Se puede avanzar, pero siempre sobre la base de lo ya existente, una cocina que evolucione desde la tradición. Una receta antigua puede reinventarse, ese es el trabajo de los cocineros actuales, basarse en el producto, mantener siempre presente la tradición y tener en cuenta la época que nos ha tocado vivir.

En definitiva una cocina bien hecha utilizando el conocimiento de nuestros antepasados enriqueciéndolo pero no dejándolo de lado, enriqueciéndolo e incluso corrigiéndolos si procede, afrontando con visión crítica el presente y futuro de la cocina buscando que la gastronomía de siempre se encuentre con la actual aplicando los nuevos conocimientos de la época en que vivimos.

Este reto de la nueva cocina no puede consistir en lo que desgraciadamente muchos caen, mezclar sabores sin ton ni son, dónde hacen intervenir distintos productos que por sí solo podían perfectamente protagonizar un buen plato y mezclados pierden todos, pretendiéndolo exponer como nueva cocina, y lo que han conseguido es vulgarizarlo y por ende trastornado el estómago y el paladar del comensal, que termina por no saber lo que está comiendo.

El producto hay que respetarlo al máximo enriqueciéndolo en los fogones, pero no difuminarlo o peor aún mezclarlos con otros, para así ofrecer un plato colorido y variado pero sin sintonía, carente de buen hacer como es exigible en una buena cocina.

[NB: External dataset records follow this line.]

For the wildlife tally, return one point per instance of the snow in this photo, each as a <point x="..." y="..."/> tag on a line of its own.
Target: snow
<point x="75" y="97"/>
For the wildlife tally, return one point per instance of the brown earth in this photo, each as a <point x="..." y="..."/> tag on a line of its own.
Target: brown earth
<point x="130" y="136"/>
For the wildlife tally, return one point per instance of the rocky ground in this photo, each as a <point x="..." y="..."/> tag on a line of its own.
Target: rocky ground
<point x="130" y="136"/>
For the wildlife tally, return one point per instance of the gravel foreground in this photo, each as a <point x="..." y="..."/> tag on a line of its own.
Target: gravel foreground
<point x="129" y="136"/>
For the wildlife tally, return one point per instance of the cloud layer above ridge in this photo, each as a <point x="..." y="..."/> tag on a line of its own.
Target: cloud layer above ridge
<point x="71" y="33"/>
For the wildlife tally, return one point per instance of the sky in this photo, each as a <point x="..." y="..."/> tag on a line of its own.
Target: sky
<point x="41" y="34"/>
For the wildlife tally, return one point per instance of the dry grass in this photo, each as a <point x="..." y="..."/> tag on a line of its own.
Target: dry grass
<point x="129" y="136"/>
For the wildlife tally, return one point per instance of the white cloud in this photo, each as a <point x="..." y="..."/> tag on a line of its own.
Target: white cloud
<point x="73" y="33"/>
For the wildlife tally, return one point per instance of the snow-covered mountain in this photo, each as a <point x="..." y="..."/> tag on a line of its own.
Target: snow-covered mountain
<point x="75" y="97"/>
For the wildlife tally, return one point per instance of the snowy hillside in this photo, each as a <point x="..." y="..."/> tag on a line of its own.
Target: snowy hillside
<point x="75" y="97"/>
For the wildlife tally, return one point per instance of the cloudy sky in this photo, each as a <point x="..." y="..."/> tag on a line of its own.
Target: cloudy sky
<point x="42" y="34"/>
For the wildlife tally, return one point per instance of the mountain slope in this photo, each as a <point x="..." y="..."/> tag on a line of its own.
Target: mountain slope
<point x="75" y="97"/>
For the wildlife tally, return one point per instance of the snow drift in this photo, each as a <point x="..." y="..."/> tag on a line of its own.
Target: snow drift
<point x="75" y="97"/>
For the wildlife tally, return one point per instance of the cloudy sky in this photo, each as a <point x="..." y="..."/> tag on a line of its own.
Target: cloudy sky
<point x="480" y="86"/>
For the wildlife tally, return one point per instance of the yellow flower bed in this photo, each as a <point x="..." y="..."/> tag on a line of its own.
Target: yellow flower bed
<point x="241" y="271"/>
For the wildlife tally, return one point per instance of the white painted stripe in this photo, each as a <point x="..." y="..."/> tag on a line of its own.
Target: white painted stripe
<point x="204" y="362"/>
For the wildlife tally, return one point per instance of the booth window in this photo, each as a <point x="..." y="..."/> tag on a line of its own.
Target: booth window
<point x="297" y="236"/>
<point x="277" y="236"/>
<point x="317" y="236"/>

Con esta pseudococina además perdemos la identidad, podemos ir a cualquier restaurante de este tipo, cada vez hay más, y comer lo mismo o parecido, da igual la región dónde estemos, los guiños a la cocina de siempre y a los productos del lugar son pocos o ningunos. Esta consecuencia puede ser nefasta transcurrido el tiempo, porque entre otras se manejarán determinados productos que ofrecen una garantía de éxito y se irán olvidando otros de indudable valor pero menos comerciales.

En definitiva hay que apoyar la cocina tradicional y la cocina que respeta todo lo anteriormente hecho, innovando sobre nuestros productos pero sin perder de vista lo que a lo largo del tiempo hemos descubierto y desarrollado.